Saturday, July 11, 2015

Easier Hyperparameter Tuning

I've just released the newest version of JSAT to my maven repo and github, and the biggest change is some work I've done to make parameter tuning much easier for people who are new to Machine Learning or JSAT specifically.

The crux of this new code, from the user's perspective, is a new method on the GridSearch object autoAddParameters. This method takes a DataSet object, and will automatically add hyper parameters with values to be tested. These values are adjusted to the dataset given, that way reasonable results can be given even if the dataset isn't scaled to a reasonable range.

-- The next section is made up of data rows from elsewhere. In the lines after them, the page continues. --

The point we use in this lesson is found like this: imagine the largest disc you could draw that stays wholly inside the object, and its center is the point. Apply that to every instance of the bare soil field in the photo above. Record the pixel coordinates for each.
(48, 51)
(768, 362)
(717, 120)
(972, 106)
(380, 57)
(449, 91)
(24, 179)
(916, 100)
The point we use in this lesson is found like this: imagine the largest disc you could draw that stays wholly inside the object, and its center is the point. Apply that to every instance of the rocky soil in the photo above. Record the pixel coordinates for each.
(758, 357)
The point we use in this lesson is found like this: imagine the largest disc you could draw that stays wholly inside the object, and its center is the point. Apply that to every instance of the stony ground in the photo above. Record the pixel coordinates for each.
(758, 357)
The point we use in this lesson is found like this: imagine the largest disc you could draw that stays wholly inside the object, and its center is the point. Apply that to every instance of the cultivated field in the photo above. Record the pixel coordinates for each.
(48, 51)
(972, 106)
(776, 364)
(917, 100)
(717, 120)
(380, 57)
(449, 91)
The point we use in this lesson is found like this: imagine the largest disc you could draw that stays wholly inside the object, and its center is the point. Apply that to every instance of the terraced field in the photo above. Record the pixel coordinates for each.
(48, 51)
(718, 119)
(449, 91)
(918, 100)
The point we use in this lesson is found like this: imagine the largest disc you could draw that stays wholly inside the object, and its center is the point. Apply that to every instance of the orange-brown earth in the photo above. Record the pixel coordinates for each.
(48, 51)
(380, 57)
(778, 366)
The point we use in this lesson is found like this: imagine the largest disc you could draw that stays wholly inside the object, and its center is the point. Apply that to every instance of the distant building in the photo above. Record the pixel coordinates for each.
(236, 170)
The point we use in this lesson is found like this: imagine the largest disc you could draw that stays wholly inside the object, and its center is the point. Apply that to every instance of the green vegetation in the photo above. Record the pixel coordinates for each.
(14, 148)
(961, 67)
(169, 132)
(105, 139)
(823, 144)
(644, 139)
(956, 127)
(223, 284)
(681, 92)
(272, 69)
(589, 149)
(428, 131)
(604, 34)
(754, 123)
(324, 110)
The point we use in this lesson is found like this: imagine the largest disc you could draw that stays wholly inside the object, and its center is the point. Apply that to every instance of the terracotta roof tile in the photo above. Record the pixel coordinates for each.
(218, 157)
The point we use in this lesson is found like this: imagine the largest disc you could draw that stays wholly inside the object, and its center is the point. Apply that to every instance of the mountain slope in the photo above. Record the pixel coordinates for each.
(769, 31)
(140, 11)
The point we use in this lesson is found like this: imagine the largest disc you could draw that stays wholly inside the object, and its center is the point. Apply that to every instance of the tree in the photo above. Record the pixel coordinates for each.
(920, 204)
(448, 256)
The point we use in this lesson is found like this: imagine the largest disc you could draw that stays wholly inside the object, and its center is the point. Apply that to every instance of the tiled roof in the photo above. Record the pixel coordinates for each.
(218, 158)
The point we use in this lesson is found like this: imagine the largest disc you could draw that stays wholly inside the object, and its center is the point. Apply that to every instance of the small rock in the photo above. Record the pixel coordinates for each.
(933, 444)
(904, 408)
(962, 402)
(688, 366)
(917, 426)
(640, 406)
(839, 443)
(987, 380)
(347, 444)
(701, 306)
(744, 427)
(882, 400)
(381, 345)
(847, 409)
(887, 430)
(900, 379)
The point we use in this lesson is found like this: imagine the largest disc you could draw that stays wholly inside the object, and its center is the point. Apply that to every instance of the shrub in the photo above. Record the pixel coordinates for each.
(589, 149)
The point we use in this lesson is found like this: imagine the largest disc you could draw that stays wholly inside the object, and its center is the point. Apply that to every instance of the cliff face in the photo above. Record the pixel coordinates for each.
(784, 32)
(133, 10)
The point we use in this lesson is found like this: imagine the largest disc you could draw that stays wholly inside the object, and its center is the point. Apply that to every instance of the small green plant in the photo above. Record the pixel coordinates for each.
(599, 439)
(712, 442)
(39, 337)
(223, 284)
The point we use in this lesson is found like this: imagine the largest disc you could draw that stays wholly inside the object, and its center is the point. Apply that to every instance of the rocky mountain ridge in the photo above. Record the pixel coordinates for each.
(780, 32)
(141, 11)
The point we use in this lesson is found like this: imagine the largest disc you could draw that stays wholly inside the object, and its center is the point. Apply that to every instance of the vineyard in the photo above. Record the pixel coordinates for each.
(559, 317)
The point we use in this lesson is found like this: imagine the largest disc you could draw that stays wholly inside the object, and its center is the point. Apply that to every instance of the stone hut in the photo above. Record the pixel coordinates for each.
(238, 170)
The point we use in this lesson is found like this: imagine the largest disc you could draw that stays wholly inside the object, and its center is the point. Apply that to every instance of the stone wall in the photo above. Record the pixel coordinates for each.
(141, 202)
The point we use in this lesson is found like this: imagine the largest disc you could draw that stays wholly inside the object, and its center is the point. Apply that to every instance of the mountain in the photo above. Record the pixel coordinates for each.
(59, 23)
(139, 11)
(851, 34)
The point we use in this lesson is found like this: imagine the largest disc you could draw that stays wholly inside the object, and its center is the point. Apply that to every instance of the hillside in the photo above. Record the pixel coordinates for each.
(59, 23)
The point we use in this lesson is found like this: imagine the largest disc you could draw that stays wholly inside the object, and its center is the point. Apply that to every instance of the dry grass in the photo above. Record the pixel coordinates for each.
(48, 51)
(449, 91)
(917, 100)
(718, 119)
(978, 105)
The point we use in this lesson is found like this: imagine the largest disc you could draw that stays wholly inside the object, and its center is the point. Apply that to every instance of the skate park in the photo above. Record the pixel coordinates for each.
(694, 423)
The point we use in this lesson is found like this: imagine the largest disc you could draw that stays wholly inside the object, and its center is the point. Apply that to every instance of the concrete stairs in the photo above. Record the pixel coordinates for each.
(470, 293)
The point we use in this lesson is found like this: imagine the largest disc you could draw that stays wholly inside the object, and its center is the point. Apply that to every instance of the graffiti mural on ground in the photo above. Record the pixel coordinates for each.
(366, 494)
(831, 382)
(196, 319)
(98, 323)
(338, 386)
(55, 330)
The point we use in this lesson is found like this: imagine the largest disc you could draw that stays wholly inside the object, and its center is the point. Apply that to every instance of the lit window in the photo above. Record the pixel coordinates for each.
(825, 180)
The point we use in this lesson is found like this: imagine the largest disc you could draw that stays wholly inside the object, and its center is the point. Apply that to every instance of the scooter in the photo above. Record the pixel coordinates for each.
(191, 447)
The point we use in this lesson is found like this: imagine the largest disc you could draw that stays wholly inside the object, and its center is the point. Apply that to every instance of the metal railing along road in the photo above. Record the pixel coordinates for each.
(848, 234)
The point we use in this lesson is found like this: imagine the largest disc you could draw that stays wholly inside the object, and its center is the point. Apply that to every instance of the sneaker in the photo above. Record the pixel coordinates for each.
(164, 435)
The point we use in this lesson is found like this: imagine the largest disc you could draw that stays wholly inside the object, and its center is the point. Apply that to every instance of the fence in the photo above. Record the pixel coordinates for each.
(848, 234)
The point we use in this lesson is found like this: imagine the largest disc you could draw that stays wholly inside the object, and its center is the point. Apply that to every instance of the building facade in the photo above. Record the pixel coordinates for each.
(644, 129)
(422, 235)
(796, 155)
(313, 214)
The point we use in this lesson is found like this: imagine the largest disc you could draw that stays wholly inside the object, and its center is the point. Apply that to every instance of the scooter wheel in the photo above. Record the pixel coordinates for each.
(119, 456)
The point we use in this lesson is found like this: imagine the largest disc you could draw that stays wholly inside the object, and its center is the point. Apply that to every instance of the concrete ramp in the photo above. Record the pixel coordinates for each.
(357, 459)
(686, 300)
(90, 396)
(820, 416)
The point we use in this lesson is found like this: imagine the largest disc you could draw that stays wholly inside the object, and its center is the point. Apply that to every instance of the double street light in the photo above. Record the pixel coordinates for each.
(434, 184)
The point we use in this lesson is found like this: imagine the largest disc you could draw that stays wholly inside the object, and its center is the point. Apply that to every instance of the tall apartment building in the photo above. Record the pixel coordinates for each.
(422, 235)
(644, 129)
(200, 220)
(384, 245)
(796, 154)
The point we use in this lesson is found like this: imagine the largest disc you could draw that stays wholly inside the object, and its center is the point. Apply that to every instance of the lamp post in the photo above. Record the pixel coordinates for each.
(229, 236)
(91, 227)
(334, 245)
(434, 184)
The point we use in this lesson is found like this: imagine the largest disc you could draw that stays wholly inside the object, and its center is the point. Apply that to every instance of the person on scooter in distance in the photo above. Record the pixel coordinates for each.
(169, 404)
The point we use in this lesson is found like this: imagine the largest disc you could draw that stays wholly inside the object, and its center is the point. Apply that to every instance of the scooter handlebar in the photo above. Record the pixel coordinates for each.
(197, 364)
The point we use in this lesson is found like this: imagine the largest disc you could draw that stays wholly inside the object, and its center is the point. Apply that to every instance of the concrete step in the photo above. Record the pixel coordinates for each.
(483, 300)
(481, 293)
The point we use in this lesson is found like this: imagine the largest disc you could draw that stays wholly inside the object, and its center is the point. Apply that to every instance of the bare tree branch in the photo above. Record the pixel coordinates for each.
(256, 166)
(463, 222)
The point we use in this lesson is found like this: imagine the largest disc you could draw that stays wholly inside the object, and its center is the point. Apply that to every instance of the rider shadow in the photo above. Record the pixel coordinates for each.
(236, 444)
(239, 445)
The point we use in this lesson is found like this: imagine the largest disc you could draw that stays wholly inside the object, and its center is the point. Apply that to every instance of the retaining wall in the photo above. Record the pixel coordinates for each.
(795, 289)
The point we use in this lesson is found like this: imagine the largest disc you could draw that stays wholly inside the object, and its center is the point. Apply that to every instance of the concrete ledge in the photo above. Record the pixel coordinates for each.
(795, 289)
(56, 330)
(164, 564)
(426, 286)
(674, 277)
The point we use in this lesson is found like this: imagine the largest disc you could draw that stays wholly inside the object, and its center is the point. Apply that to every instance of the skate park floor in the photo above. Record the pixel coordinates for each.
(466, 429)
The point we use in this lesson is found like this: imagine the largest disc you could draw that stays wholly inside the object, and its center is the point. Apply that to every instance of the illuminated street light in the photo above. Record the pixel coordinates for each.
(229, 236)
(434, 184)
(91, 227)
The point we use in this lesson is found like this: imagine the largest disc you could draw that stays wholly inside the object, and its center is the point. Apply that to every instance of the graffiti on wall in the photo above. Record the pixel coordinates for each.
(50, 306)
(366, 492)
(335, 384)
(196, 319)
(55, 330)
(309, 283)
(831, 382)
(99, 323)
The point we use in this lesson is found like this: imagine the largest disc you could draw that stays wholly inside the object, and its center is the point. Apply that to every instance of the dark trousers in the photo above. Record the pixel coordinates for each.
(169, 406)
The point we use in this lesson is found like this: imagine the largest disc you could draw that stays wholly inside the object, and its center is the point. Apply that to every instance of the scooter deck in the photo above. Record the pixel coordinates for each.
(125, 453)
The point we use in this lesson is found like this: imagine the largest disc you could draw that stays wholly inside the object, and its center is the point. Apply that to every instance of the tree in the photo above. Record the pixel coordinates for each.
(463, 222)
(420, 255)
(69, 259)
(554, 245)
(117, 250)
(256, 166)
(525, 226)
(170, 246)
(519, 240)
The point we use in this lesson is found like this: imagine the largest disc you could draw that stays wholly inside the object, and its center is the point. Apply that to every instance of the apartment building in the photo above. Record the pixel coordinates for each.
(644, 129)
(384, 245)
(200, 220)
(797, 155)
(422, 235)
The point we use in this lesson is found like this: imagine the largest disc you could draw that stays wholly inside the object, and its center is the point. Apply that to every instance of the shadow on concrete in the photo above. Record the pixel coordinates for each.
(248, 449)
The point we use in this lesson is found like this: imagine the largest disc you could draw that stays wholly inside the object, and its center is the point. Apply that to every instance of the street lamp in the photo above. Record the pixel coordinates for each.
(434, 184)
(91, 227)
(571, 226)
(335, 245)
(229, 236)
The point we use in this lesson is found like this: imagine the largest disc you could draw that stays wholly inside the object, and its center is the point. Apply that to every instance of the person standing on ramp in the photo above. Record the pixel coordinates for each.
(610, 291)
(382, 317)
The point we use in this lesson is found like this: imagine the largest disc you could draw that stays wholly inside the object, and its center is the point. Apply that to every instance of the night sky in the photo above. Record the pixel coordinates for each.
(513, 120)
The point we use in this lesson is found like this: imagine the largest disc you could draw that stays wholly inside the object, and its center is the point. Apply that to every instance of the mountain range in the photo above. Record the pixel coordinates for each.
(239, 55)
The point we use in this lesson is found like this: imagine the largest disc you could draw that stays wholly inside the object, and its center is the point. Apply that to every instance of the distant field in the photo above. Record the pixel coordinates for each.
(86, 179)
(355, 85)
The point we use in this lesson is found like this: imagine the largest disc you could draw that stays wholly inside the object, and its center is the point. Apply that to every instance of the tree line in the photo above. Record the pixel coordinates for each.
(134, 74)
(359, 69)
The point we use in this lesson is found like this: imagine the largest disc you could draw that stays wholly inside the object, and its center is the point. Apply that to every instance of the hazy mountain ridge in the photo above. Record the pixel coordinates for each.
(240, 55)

The goal if this is to help new users and people new to ML. The issue of tuning an algorithm has been the most common feedback I receive from users, and part of the issue is that new users simply don't know what values are reasonable to try for the many algorithms in JSAT. Now with the code below, new users can get good results with any algorithm and dataset.


import java.io.File;
import java.io.IOException;
import java.util.List;
import jsat.classifiers.*;
import jsat.classifiers.svm.PlatSMO;
import jsat.classifiers.svm.SupportVectorLearner.CacheMode;
import jsat.distributions.kernels.RBFKernel;
import jsat.io.LIBSVMLoader;
import jsat.parameters.RandomSearch;

/**
 *
 * @author Edward Raff
 */
public class EasyParameterSearch
{
    public static void main(String[] args) throws IOException
    {
        ClassificationDataSet dataset = LIBSVMLoader.loadC(new File("diabetes.libsvm"));
        
        ///////First, the code someone new would use////////
        PlatSMO model = new PlatSMO(new RBFKernel());
        model.setCacheMode(CacheMode.FULL);//Small dataset, so we can do this
        
        ClassificationModelEvaluation cme = new ClassificationModelEvaluation(model, dataset);
        cme.evaluateCrossValidation(10);
        
        System.out.println("Error rate: " + cme.getErrorRate());
        
        /*
         * Now some easy code to tune the model. Because the parameter values
         * can be impacted by the dataset, we should split the data in to a train 
         * and test set to avoid overfitting. 
         */

        List<ClassificationDataSet> splits = dataset.randomSplit(0.75, 0.25);
        ClassificationDataSet train = splits.get(0);
        ClassificationDataSet test = splits.get(1);
        
        RandomSearch search = new RandomSearch((Classifier)model, 3);
        if(search.autoAddParameters(train) > 0)//this method adds parameters, and returns the number of parameters added
        {
            //that way we only do the search if there are any parameters to actually tune
            search.trainC(dataset);
            PlatSMO tunedModel = (PlatSMO) search.getTrainedClassifier();

            cme = new ClassificationModelEvaluation(tunedModel, train);
            cme.evaluateTestSet(test);
            System.out.println("Tuned Error rate: " + cme.getErrorRate());
        }
        else//otherwise we will just have to trust our original CV error rate
            System.out.println("This model doesn't seem to have any easy to tune parameters");
    }
}

The code above uses the new RandomSearch class, rather than GridSearch - but the code would look the same either way. RandomSearch is a good alternative compared to GridSearch, especially when more than 2 parameters are going to be searched over. Using the diabetes dataset, we end up with an output that looks like

Error rate: 0.3489583
Tuned Error rate: 0.265625

Yay, an improvement in the error rate! A potentially better error rate could be found by increasing the number of trials that RandomSearch performs. While the code that makes this possible is a little hairy, so far I'm happy with the way it works for the user.